What it can do is disperse large numbers of small combatants to hardened sites – caves, shelters, fishing ports – around the island’s rough coast. Such vessels could sortie to conduct independent operations against enemy shipping. Or, they could mass their firepower in concerted “wolf pack” attacks on major PLAN formations. While Taiwan is no longer mistress of the waters lapping against its shores, “sea denial” lies within its modest means.
However welcome the news that Taipei is pursuing advanced fast attack craft, let’s not crack open the champagne just yet. First, it remains to be seen whether the Hsun Hsai program heralds a decisive turn to sea denial. According to the Taiwan Navy website: “The main mission for the ROC. Navy is to ensure the safety of our maritime space and secure our international shipping line unobstructed…In the war time, we can easily deal with our enemy’s blockade and interception operations to maintain Taiwan’s international shipping line unimpeded, and ensure Taiwan’s safety.” Preserving free navigation and resupplying outlying islands aren’t sea-denial functions, while territorial defense of the island – the core of sea denial – is strikingly absent from the ROCN’s vision and mission statements. This should give navy-watchers, the Taiwanese electorate, and political leaders pause. It takes constant, vigilant leadership to impel military institutions to reinvent themselves for new purposes. It’s far from clear that ROCN commanders have embraced the new strategy or set out to remake the navy’s culture. They may need a shove.
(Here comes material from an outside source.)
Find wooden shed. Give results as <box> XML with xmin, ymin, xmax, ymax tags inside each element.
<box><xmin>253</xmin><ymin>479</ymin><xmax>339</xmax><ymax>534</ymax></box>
Second, the material dimension is worth monitoring. The obvious question is: will the craft perform as advertised? Recent shipbuilding programs such as the U.S. Navy’s Littoral Combat Ship and San Antonio-class amphibious transports tell a cautionary tale. Revolutionary new technologies may not live up to their billing, even for the world’s leading navy. Proclaiming that a ship will do this or that under high-stress combat conditions is different from its actually doing so. Holding the Hsun Hai program to high standards is critical. Furthermore, the Hsun Hai is a ship in search of a builder. Several shipyards have bid on the contract, but the government evidently has not yet finalized the technical requirements for the program. Its announced goal of having hulls in the water and ready for action within two years appears fanciful in the extreme.